Merge "Return alternate allocation requests to scheduler"

2017-08-28 21:53:41 +00:00
parent 2c3c027526 9432447a0c
commit ddc83f2230
1 changed files with 309 additions and 0 deletions
--- a/specs/pike/approved/placement-allocation-requests.rst
+++ b/specs/pike/approved/placement-allocation-requests.rst
@@ -0,0 +1,309 @@
 ..
 This work is licensed under a Creative Commons Attribution 3.0 Unported
 License.
 http://creativecommons.org/licenses/by/3.0/legalcode
 =============================
 Placement Allocation Requests
 =============================
 https://blueprints.launchpad.net/nova/+spec/placement-allocation-requests
 We propose to have the placement API return to the scheduler a set of
 alternative allocation choices that the scheduler may then use to both make a
 fitness decision as well as attempt a claim of resources on multiple complex
 resource providers.
 Problem description
 ===================
 Nova's scheduler will soon be claiming resources by sending a `POST
 /allocations/{consumer_uuid}` request to the Placement API after selecting a
 target compute host. The Nova scheduler constructs the claim request for only a
 single resource provider at the moment: the provider representing the target
 compute host that it selected. Only claiming against a single resource provider
 is problematic; as we move to representing more and more complex resource
 provider relationships (nested providers and providers of shared resources), we
 want the Nova scheduler to be able to claim resources against these nested or
 sharing resource providers.
 In order for this to happen, we propose creating a new REST API endpoint in the
 Placement API called `GET /allocation_requests` that will return a collection
 of opaque (to the Nova compute node and conductor) HTTP request bodies that can
 be provided to a `POST /allocations/{consumer_uuid}` request along with a set
 of information the Nova scheduler can use to make fitness choices for the
 launch requests.
 Use Cases
 ---------
 This is an internal blueprint/spec, not intended to implement for any
 particular use case but rather simplify and structure the communication between
 the Nova scheduler and the Placement API.
 Proposed change
 ===============
 We propose adding a new `GET /allocation_requests` REST API endpoint that will
 return both a collection of opaque request bodies that can be sent to the `POST
 /allocations/{consumer_uuid}` endpoint as well as a collection of information
 that the scheduler can use to determine best fit for an instance launch
 request.
 .. note:: At this time, we make no suggestion as to **how** the scheduler will
          use the information returned back from the placement API in its
          fitness decision. It may choose to replace the information that it
          currently uses from the cell databases with information from the
          placement API, or it could choose to merge the information somehow.

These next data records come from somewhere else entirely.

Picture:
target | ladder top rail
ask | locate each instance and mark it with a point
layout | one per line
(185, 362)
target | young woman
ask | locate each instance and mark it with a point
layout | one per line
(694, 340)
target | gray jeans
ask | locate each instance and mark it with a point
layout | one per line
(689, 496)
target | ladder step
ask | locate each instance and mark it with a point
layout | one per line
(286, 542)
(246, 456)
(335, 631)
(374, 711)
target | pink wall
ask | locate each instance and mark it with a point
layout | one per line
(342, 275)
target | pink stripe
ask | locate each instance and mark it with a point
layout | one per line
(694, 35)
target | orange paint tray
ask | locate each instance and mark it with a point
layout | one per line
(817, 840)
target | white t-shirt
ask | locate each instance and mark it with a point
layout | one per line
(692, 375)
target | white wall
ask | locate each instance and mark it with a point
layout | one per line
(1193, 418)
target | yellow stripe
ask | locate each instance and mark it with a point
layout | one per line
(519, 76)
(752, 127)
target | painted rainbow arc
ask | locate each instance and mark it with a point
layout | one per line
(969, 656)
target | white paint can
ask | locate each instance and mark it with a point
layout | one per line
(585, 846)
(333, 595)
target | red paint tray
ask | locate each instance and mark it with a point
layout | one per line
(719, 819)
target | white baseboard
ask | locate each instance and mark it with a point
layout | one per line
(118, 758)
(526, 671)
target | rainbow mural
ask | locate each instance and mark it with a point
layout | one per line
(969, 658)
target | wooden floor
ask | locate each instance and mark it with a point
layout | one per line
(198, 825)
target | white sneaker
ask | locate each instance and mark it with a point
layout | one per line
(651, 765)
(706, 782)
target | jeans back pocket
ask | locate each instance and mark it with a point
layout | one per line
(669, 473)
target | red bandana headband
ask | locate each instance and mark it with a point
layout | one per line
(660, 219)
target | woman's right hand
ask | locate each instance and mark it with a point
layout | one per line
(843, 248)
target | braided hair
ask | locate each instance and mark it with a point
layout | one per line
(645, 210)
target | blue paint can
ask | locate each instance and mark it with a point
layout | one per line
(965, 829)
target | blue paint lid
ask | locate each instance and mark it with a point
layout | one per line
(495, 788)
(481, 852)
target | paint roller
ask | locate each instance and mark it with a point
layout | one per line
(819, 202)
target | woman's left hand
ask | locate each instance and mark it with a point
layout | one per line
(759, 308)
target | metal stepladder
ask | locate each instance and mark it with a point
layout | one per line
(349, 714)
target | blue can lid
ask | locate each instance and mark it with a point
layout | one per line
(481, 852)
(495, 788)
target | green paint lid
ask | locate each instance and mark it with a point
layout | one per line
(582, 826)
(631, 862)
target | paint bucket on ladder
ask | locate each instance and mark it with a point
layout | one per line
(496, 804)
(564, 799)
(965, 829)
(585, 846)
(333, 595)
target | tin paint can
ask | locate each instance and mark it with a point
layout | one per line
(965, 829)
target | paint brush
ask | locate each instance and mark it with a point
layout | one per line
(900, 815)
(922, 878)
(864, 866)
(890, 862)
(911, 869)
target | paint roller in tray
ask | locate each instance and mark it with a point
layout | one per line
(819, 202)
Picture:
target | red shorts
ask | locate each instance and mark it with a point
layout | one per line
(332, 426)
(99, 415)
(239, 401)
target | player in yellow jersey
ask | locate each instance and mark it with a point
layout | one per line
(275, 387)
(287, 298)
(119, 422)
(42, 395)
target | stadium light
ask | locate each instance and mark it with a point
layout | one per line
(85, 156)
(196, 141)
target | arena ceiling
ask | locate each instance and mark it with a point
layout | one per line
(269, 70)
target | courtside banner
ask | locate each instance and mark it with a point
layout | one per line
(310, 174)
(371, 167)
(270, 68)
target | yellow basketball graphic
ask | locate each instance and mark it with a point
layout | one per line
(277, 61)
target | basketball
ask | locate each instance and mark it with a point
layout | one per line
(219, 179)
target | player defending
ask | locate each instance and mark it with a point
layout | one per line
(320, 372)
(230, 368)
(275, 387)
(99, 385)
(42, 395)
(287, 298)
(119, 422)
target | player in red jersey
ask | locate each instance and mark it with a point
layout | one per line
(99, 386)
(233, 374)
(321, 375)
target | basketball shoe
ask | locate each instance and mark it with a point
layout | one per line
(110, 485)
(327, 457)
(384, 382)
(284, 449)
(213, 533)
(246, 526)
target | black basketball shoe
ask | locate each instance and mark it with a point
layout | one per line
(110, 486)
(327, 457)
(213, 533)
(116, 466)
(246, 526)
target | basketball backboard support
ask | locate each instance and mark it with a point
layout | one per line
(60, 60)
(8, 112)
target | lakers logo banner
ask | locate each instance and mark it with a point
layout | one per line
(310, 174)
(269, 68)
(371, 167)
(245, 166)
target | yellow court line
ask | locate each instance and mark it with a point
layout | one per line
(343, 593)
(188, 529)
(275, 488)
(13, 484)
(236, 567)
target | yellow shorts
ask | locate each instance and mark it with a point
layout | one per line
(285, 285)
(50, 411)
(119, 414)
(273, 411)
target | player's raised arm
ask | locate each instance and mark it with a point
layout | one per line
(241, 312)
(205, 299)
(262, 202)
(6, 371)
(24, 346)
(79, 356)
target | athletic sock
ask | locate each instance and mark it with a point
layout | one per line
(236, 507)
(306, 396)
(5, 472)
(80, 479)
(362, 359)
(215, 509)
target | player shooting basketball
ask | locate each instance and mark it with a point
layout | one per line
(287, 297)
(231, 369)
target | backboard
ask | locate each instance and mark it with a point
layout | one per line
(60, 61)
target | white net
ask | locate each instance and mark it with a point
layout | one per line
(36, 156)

          That piece is left for future discussion.
 The scheduler shall then proceed to choose an appropriate destination host for
 a build request (or more than one destination host if the
 `RequestSpec.num_instances` is greater than 1). However, instead of immediately
 returning this destination host, the scheduler will now work with the placement
 API to claim resources on the chosen host **before** sending its decision back
 to the conductor.
 The scheduler will claim resources against the destination host by choosing an
 allocation request that contains the UUID of the destination host and calling
 the placement API's `POST /allocations/{consumer_uuid}` call, passing in the
 allocation request as the body of the HTTP request along with the user and
 project ID of the instance.
 If the attempt to claim resources fails due to a concurrent update (a condition
 that is normal and expected in environments with heavy load), the scheduler
 will retry the claim request several times and then, if still unable to claim
 resources against the initially-selected destination host, will move to the
 next host in its list of weighed hosts for the request.
 Alternatives
 ------------
 There were a number of alternative approaches considered by the team.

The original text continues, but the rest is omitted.